At this week’s meeting of the Telecommunications Industry Association’s (TIA) Engineering Committee TR-42 Telecommunications Cabling Systems, Subcommittee TR-42.1 Commercial Building Telecommunications Cabling agreed to recommend the approval for publication of the first addendum to standard ANSI/TIA-942-A Telecommunications Infrastructure Standard for Data Centers.

The formality of the approval process includes TR-42 accepting the recommendation from TR-42.1 and approving the addendum for publication. A two-week editorial review is followed by a publication authorization. Sometime after the authorization is issued, formal TIA and ANSI procedural steps are completed and the document is available for publication. Those procedural steps frequently take a couple months.

As we previously reported, the first addendum to ANSI/TIA-942-A addresses guidelines for what are known as data center fabrics. The need for such fabrics, and some standardized specifications for them, has emerged in large part because of the proliferation of cloud computing environments as they exist in data centers as well as the inherent connection between cloud computing and virtualization. The addendum applies the cabling architectures established in ANSI/TIA-942-A to data center fabrics.
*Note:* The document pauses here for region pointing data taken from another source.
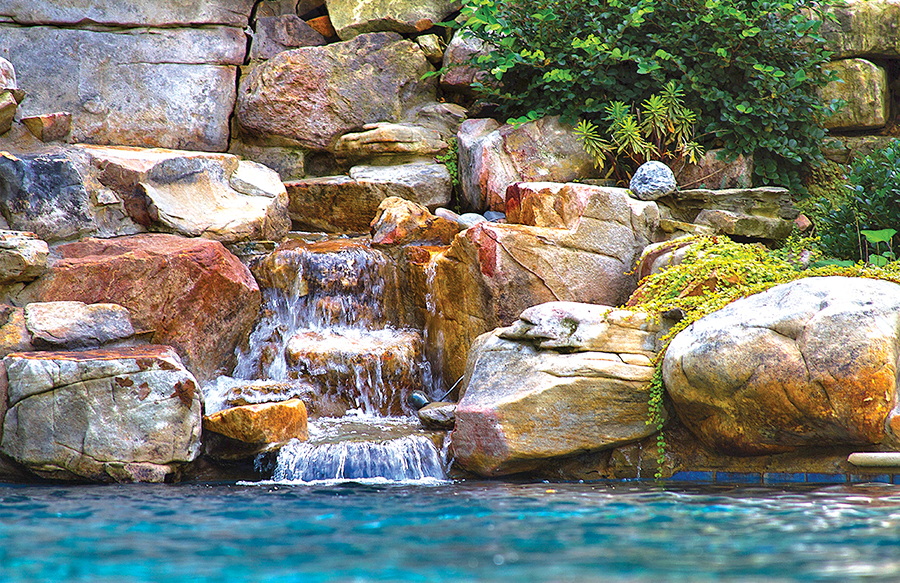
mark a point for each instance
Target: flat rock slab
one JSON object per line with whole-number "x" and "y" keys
{"x": 129, "y": 414}
{"x": 808, "y": 363}
{"x": 76, "y": 324}
{"x": 524, "y": 402}
{"x": 167, "y": 87}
While we are not certain of the completed addendum’s exact wording, an early draft addressed data center architectures and traffic flow as follows: “The traditional architecture is well-suited for traffic between servers on the same access switch and from servers to external destinations. However, it isn’t suitable for large virtualized data centers where compute and storage servers may be located anywhere in the data center.” The document then provided examples of alternative switch architectures—or fabrics—that have been put forth within the networking industry. These architectures include models known as “fat tree,” “full mesh” and “centralized switch.” More significantly, the draft addendum addressed the means by which these fabrics can be cabled.